ADHD isn’t just about differences in attention and impulse control. It can also affect speech.
Attention deficit hyperactivity disorder (ADHD) is a common condition that can impact the way people think, feel, and react.
If you live with ADHD, you might have trouble focusing, or find it hard to sit still. You might find yourself drawn from one task to the next and forgetting to finish what you start. You may even experience speech differences.
Speech issues aren’t the first thing that comes to mind when people think of ADHD.
However, ADHD can impact speech in a few different ways. It can spur:
- vocal stimming
- erratic speech due to disorganized thoughts
- grammatical errors
- topic changes
- frequent urges to interrupt others
- trouble taking turns
How it might sound
ADHD speech differences can sound like:
- rapid pace
- repeating words
- increased volume
- higher pitch variability
- more frequent pausing
Brooklyn, New York, speech language pathologist Craig Selinger says that “ADHD can negatively impact communication.”
He continues, “research shows that there’s a high percentage of [co-occurrence] of ADHD and language challenges, so many individuals with ADHD are actually [grappling] with ADHD plus another diagnosis, like a language disorder.”
This is because of ADHD’s impact on two key language areas:
- Expressive language: Speech and written communication and the use of grammar and vocabulary
- Receptive language: Comprehension of spoken and written language
“In terms of expressive language, individuals with ADHD have executive function challenges, so they have difficulties organizing their thoughts and oral narratives,” Salinger says.
He goes on to explain how the effect of ADHD on sustained attention can affect receptive language.
“Since inattention is a core characteristic of ADHD, many individuals with ADHD [miss] out on important auditory information. Also, these individuals sometimes want the speaker to get directly to the point,” since those who have ADHD may find giving undivided attention difficult.
ADHD speech issues might come across as rude behaviors.
Michigan teacher and limited licensed master social worker Franki Bagdade describes how this might look.
“You may notice a teen or adult with ADHD will be in the middle of a conversation with you and will all of a sudden stop talking, maybe even mid-sentence to respond to a notification on their phone or start messing with something cooking on the stove,” Bagdade explains.
“You may find it challenging to get their attention back and they may seem unaware that they left the conversation.”
ADHD is a neurodevelopmental disorder. Although people of any age can have ADHD, it’s diagnosed most often in childhood.

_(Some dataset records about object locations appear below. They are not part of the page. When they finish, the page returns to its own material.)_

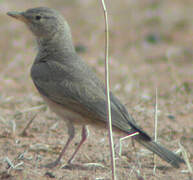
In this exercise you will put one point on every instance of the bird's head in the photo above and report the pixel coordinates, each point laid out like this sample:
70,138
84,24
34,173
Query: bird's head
42,21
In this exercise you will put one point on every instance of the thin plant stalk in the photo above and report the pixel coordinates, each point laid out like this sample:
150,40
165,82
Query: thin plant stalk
113,166
155,128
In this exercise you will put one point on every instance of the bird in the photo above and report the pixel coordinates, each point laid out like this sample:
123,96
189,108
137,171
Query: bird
72,89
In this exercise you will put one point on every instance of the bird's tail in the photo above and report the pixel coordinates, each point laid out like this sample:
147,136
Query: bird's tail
161,151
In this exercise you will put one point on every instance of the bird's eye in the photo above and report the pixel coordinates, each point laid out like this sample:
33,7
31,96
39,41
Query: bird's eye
38,17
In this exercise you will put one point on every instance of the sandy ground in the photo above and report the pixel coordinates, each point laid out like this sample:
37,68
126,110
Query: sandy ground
150,47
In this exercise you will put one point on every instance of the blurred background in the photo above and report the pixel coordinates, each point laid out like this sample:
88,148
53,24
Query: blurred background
151,46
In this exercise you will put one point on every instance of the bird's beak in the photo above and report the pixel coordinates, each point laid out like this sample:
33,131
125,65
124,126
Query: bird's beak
17,15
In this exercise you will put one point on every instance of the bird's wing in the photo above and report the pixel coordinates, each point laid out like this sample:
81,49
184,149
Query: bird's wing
63,86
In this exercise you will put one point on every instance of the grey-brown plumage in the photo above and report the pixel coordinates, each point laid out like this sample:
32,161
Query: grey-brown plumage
71,88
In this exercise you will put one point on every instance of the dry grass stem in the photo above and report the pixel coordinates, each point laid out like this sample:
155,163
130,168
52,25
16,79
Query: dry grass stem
113,165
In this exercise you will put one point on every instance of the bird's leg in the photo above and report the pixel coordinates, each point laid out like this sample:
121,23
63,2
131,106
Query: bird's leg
85,134
71,133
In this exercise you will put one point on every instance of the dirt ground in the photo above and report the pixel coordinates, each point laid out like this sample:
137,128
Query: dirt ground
151,46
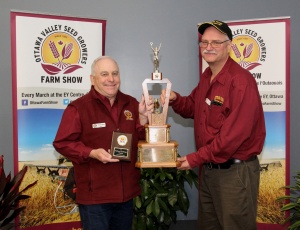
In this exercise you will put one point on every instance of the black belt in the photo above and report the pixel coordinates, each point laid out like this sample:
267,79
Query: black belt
227,164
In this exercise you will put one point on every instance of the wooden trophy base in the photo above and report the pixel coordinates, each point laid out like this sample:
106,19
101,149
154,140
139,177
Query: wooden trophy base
157,155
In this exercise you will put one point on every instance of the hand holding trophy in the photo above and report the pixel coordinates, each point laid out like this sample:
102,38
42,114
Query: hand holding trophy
157,150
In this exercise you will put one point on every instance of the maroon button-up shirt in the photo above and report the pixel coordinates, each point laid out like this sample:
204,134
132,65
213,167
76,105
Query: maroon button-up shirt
228,116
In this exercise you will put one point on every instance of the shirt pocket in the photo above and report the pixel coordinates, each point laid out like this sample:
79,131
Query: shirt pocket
215,116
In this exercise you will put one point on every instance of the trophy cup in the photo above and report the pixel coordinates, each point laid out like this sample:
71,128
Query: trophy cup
157,150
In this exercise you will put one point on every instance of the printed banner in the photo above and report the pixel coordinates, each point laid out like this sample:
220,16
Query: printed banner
51,66
262,47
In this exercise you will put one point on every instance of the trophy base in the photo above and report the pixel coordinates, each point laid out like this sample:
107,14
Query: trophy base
157,155
157,164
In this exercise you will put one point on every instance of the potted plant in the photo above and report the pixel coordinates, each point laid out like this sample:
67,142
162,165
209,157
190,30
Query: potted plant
163,194
291,204
10,196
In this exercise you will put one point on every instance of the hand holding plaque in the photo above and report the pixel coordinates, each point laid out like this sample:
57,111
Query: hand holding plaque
157,150
121,146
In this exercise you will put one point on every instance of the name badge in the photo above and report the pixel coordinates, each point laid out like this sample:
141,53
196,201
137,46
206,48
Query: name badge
207,101
99,125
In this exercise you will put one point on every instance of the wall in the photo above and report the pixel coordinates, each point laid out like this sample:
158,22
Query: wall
131,25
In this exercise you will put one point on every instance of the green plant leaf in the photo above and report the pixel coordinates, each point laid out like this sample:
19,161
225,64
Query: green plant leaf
155,207
149,208
141,223
172,197
137,201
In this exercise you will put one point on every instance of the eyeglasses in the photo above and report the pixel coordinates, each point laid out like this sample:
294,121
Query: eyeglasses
213,44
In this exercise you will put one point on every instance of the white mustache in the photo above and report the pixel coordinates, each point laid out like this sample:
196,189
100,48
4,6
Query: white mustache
209,52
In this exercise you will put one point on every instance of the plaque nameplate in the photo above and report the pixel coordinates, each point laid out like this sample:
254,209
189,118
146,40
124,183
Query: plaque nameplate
121,146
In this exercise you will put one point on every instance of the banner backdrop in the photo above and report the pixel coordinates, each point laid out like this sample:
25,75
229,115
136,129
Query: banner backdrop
262,46
51,64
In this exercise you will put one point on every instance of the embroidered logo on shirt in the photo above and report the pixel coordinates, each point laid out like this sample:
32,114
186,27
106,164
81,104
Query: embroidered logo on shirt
219,100
122,140
128,115
98,125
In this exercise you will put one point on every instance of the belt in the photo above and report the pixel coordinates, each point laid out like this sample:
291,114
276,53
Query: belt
227,164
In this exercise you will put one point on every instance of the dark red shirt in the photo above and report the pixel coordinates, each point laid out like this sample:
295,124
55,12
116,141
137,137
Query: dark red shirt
88,123
228,116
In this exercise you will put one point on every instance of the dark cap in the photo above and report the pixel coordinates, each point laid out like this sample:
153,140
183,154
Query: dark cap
219,25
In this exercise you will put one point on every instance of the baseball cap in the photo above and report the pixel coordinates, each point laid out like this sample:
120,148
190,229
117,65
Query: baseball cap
219,25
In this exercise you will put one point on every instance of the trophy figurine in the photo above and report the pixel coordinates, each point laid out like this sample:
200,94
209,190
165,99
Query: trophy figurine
157,150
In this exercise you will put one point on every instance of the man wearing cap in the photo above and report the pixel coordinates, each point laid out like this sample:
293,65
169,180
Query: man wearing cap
229,130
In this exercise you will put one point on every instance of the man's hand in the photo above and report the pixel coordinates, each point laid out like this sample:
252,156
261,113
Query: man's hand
184,163
145,110
163,96
102,155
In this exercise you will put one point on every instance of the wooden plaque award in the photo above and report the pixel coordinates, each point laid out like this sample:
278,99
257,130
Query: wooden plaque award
157,150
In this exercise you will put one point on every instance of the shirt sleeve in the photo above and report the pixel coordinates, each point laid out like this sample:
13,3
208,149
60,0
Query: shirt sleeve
239,131
67,141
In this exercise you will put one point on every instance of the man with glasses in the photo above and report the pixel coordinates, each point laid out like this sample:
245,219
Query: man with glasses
229,132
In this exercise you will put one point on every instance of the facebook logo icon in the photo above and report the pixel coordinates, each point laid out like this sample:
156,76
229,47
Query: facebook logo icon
66,101
24,102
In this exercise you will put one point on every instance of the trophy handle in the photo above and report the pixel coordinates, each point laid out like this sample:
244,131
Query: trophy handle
146,95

ADHD symptoms affect how you think and behave. There are three main types:
- Inattentive, which features inattention and inability to focus
- Hyperactive-impulsive, with low impulse control and disruptive hyperactive behavior
- Combined type, which includes both inattentive and hyperactive-impulsive symptoms:
- inability to focus
Combined type is the most common form of ADHD. However,
Diagnosis and treatment
Licensed mental health professionals diagnose ADHD. They compare your symptoms to criteria in the Diagnostic and Statistical Manual of Mental Disorders, 5th edition, text revision (DSM-5-TR).
The person who diagnoses your ADHD may not be the same one who provides treatment.
For example, psychologists can diagnose ADHD, but they can’t prescribe medication. Instead, they can recommend a range of treatment options, including medication for your doctor to prescribe.
Some doctors, like psychiatrists, can diagnose mental health conditions and prescribe medication.
While there are medication options available to try, many doctors suggest a holistic approach to treat ADHD. This means making other changes along with adhering to medication.
- changing your diet
- prioritizing sleep
- getting more exercise
- trying therapy and coaching
- reducing stress
Improving your lifestyle and mindset may ease ADHD symptoms, which can increase the helpful impact of your ADHD medication.
There are ways to reduce ADHD’s impact on your speech.
- repeating or rephrasing what you’ve heard, to help with receptive language
- practicing slowing speech and reviewing written messages before sending, to help with expressive language
A speech therapist can help you manage ADHD speech differences, such as:
- staying on topic
- saying things you shouldn’t (disinhibition reduction)
- self-care, including nutrition, sleep, and exercise
- mindfulness training
- stress reduction
- self-advocacy, like disclosing ADHD and how it affects your speech
- vocabulary building
Taking notes is also helpful.
“When you really want to answer a question and have to wait, write down your answer. This way, you won’t be concerned about forgetting it,” Bagdade suggests.
ADHD is a neurodevelopmental disorder that can impact speech.
People living with ADHD may have trouble organizing their thoughts well enough to express what they want to say. They can also miss important information when they listen to other people.
A speech therapist can work with you to reduce the impacts of ADHD. Self-care strategies like stress reduction, and exercises like practicing active listening, can also help.